Aberrant Cell Cycle Programming Confers Rapid Lethality in the EuSOX11+ CCND1 MCL Mouse Model

Mantle Cell Lymphoma (MCL) is characterized by the t(11;14)(q13;q32) translocation. This hallmark oncogenic event transposes CCND1 (11q13) under the control of the immunoglobin heavy chain (IGH) locus (14q32) resulting in constitutive cyclin D1 expression. Although Cyclin D1 (CCND1) overexpression is a key hallmark of MCL, CCND1 overexpressing murine models do not effectively recapitulate the MCL phenotype. Our published data demonstrated that SOX11 binds and regulates components in multiple oncogenic pathways in MCL (Kuo et. al., Oncogene 2015). Furthermore, we recently demonstrated that SOX11 promotes BCR signaling to drive MCL-like pathogenesis utilizing a SOX11 overexpressing (Eu-SOX11) murine model (Kuo et. al., Blood 2018). Given that the majority of classic human MCL co-express CCND1 and SOX11, we hypothesize that these oncogenes may cooperate to drive the pathogenesis of classical MCL.

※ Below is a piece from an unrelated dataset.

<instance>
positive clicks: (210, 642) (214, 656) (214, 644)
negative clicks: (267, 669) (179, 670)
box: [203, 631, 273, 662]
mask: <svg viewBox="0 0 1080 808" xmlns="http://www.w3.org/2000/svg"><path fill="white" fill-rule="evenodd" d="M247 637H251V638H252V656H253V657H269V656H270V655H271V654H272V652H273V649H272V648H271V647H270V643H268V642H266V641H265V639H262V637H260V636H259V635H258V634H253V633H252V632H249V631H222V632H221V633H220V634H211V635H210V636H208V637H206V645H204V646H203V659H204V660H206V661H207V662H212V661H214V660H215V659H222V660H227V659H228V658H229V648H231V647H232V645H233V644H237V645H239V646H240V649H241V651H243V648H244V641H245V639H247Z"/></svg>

To study in vivo cooperation between CCND1 and SOX11, we crossed Eu-SOX11 mice with Eu-CCND1 mice to generate Eu-SOX11:CCND1 double transgenic (DT) mice. We have previously reported an significant increase in the fraction of CD5+CD19+CD23- MCL cells in the peripheral blood, spleens, lymph nodes and bone marrow of Eu-SOX11 mice and this fraction was further enhanced in DT mice (Fig.1A). We have now conducted a 2-year survival analysis on all 4 genotypes and found significantly reduced survival in DT as compared to Eu-SOX11 mice (Fig.1B). Median survival in DT mice is 16.5 months as compared to 19.7 months in Eu-SOX11 mice.

Taken together, our results demonstrate a B-cell specific in vivo cooperation between SOX11 and CCND1 towards promoting a lethal MCL phenotype. RNA sequencing of splenocytes from DT versus SOX11-Tg mice showed significant enrichment of E2F1 target genes (p<.02) as a top oncogenic pathway (Fig.1C). Our previous results with CDK4/6 inhibition demonstrate a profound reduction in S phase in MCL cells (Divakar et. al., Leukemia 2016).

We have developed small molecule SOX11 inhibitors using a SOX11-DNA homology model we built using the crystal structure of the SOX4-DNA binding domain as a template. SOX11 small molecular inhibitors in combination with CDK4 inhibitors will be used to further dissect the mechanism of cooperation between SOX11 and CCND1 and develop a therapeutic strategy for MCL that is mechanistically distinct from BTK or Bcl-2 inhibition.